In 1998, a difficult year marked by severe economic and financial crises in Asia, Eastern Europe and in Latin America, the Nestlé Group obtained good results: with consolidated sales of CHF 71,747 million, up 2.5 percent over the preceding year, the Group produced a consolidated net profit of CHF 4,291 million, an increase of 2.6%, and maintained the net profit margin at 6%. Trading profit increased to CHF 7,100 million (CHF 7,057 million in 1997).
At comparable structure (without acquisitions net of divestments) and at constant exchange rates, consolidated sales grew by 5.2%. This increase resulted on the one hand from a slightly accelerating real internal growth of 3.3% and from price adaptations amounting to 1.9%. The depreciation of virtually all currencies versus the Swiss franc on the other hand exerted a negative effect of 5.6%. Finally, acquisitions contributed 3.9% to the consolidated sales, whereas divestment of non-core activities reduced it by 1%.
Consolidated sales grew mainly thanks to the dynamism shown by the Group’s operating companies in industrialized countries, notably in the U.S.A.. In Africa, in the Middle East and in some Latin American countries also, sales made good progress. On the whole, most product groups contributed to the development of the business, with particularly positive results in the areas of prepared frozen dishes, mineral water and the pharmaceutical activities.
Taking into account the volatile economic environment in many countries, the Company considers the development of its business as satisfactory. It has rapidly adapted its strategies to the circumstances and has maintained its profitability, while simultaneously making significant marketing investments in order to maintain and increase its market share. In those countries hit by devaluations, the Group also had to face certain cost increases. In spite of these difficult operational conditions, the trading margin suffered only a slight erosion from 10.1 to 9.9%. Note should be taken that the data on which both the operating margin and the net profit margin are based have been restated, as the Group discarded the notion of replacement value for its tangible fixed assets and returned to the principle of historical cost.
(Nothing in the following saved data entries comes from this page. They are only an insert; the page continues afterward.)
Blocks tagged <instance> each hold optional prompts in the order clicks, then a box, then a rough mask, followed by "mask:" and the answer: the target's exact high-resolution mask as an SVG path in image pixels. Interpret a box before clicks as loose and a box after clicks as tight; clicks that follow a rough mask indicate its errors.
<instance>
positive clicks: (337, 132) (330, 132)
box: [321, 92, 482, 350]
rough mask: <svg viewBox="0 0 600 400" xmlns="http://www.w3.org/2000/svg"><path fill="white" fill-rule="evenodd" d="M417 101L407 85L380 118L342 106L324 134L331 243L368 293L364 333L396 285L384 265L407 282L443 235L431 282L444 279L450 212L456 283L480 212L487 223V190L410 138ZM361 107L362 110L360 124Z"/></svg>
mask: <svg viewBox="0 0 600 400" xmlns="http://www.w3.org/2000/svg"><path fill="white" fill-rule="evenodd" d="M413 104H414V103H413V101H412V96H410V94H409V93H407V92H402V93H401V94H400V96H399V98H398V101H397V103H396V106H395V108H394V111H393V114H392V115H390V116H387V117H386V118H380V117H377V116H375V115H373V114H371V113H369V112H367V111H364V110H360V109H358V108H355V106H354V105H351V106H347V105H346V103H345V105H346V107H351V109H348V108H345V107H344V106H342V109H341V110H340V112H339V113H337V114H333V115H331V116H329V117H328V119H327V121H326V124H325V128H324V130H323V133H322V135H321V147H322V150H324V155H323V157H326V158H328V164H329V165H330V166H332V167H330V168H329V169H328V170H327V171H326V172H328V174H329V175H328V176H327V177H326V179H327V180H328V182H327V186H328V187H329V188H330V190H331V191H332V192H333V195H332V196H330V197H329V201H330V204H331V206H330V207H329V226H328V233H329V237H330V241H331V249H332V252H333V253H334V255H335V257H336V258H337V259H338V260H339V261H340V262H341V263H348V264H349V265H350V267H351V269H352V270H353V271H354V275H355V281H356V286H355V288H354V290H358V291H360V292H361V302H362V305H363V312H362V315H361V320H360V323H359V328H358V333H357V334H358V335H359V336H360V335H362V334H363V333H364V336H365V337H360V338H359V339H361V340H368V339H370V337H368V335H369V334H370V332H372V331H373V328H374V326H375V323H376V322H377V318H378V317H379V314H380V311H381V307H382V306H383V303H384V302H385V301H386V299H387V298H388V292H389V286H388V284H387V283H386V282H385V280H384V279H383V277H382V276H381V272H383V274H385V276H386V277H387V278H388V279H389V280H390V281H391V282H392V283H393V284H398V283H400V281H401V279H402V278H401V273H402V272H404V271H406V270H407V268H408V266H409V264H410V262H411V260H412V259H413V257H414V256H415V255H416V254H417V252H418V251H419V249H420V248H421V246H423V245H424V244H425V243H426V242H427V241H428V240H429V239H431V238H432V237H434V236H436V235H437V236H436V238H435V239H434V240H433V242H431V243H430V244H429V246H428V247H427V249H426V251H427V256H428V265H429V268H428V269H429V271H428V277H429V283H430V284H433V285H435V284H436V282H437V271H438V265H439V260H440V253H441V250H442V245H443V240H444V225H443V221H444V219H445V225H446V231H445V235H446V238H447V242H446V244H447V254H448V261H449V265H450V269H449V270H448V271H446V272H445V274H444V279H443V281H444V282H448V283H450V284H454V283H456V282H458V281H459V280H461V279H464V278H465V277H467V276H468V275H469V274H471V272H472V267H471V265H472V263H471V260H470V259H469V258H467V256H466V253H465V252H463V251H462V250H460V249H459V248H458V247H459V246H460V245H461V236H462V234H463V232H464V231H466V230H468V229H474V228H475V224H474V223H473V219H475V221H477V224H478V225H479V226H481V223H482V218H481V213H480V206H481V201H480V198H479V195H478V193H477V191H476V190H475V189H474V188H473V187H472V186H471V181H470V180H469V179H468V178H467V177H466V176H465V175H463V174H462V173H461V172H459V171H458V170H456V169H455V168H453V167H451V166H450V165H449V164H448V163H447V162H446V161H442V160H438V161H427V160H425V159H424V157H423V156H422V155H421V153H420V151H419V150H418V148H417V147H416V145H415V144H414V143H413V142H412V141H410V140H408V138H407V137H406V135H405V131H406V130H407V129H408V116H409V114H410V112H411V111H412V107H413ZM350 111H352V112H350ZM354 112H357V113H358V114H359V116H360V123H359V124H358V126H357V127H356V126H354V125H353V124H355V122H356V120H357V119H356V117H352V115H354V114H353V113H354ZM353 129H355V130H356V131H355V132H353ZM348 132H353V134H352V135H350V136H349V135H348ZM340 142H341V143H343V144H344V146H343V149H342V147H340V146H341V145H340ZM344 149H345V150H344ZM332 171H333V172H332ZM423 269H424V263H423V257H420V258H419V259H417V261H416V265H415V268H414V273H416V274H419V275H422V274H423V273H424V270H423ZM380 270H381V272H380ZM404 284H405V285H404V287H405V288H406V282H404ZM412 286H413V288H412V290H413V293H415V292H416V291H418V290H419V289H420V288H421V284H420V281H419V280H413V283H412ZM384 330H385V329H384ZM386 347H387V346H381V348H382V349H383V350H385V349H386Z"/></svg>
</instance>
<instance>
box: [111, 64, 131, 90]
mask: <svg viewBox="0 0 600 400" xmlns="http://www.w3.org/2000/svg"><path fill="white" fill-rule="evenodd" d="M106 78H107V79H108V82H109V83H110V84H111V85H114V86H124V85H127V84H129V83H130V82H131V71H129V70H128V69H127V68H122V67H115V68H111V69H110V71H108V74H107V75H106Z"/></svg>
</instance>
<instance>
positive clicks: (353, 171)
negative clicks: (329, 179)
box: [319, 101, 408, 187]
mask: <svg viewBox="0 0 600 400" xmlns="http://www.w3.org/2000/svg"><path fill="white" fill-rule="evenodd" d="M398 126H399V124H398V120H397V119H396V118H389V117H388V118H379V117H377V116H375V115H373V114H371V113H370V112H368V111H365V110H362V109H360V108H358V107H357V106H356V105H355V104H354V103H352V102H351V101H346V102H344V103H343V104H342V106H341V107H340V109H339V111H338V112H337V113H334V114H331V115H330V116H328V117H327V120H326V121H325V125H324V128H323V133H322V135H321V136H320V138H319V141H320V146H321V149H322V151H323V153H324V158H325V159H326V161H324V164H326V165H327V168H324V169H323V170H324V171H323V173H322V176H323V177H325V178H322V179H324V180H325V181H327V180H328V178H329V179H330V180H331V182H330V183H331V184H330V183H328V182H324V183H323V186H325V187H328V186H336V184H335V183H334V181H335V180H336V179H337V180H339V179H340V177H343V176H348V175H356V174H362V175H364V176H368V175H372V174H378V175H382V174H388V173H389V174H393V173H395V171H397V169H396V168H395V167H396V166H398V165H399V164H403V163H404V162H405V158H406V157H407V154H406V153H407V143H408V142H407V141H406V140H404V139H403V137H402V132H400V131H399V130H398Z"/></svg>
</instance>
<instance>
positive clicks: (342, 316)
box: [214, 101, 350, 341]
The financial situation of the Group remains very healthy. As a result of the good operational cash flow, net financial debt has increased by CHF 1,825 million while the Group spent CHF 4,047 million on acquisitions in strategic areas such as pet food, mineral water and increased its shareholding in several operational companies.
Profit per share rose from CHF 106.3 to CHF 109.2, an increase that is largely in line with the growth of net profit.
The present year will be marked by a volatile and difficult economic climate. Barring events of exceptional gravity, also with regard to the evolution of foreign exchange markets, Nestlé expects again to be able to improve both sales and results.
At its meeting of March 25, 1999, the Board of Directors decided to propose to the General Meeting of shareholders that the dividend be raised from CHF 35.- to CHF 38.- per share, an increase of 8.6 percent. The pay-out ratio will consequently amount to 34.8 percent of the profit per share.
Provided the General Meeting accepts this proposal, the dividend will be payable from June 9, 1999. No transfer of shares affecting voting rights will be registered between May 14, 1999 and the day of the General Meeting.
Furthermore, the Board of Directors decided to propose to the General Meeting to elect Lord George Simpson, Chief Executive Officer of General Electric Company, PLC, London, as a member of the Board of Nestlé S.A..
The General Meeting of Nestlé S.A. will take place on June 3, 1999 at 15:00 at the Palais de Beaulieu in Lausanne. The management report will be available from May 5, 1999.
A recording of an Investors’ Relations conference call is available at the following numbers: (1) 719 457 0820 (passcode 642735) from 1200 Eastern Time March 26 1999 to 2400 Eastern Time March 30, and (44) 181 288 4459, passcode 627892, 1800 CET March 26 to 0600 CET March 31 1999.